A Dark-House Democrat

James K. Polk
James K. Polk

November 5, 1844
James K. Polk Is Elected 11th President of the United States

When James K. Polk accepted the Democratic Party’s nomination for the presidency, he was not very well known. The Whig opposition party played on his obscurity, sniping, “Who is James K. Polk?” An experienced speaker, Polk surprised everyone when he campaigned vigorously and won the presidency on November 5, 1844. He was called a “dark horse” candidate because he was not expected to beat his opponent, Henry Clay of the Whig Party, to become the 11th president of the United States.

Winning by a narrow margin, Polk campaigned on his strong support for westward expansion, a hotly debated issue that was dodged by other candidates. After taking office, Polk acted swiftly to fulfill his campaign promises, as he intended to serve only one term. In four years, he oversaw the addition of Texas, the reestablishment of an independent treasury system, and the acquisition of territory from Mexico. This new land from Mexico eventually became California, New Mexico, Arizona, Utah, and parts of Colorado and Wyoming. This new land came just in time for the discovery of gold in California in 1848.

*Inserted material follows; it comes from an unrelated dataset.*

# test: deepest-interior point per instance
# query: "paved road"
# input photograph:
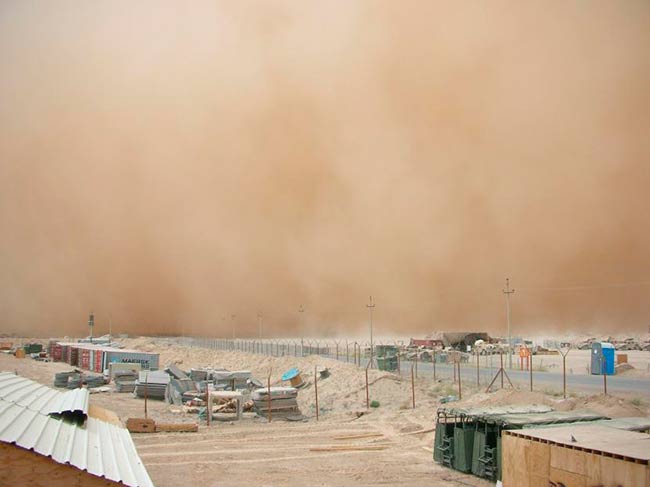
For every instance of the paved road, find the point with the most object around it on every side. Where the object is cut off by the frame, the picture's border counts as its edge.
(544, 381)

But Polk’s considerable political accomplishments took their toll on his health. Full of enthusiasm and vigor when he entered office, Polk left the White House at the age of 53, exhausted. He died less than four months later at his new home, “Polk Place,” in Nashville, Tennessee, the state he had served as governor. Polk’s wife, Sarah Childress Polk, lived there another 42 years, hosting many visitors. During the Civil War, she welcomed both Union and Confederate leaders. “Polk Place” became a pilgrimage destination and was respected as neutral ground, even during the bloody Battle of Nashville. James and Sarah Polk left an important legacy to a greatly expanded United States.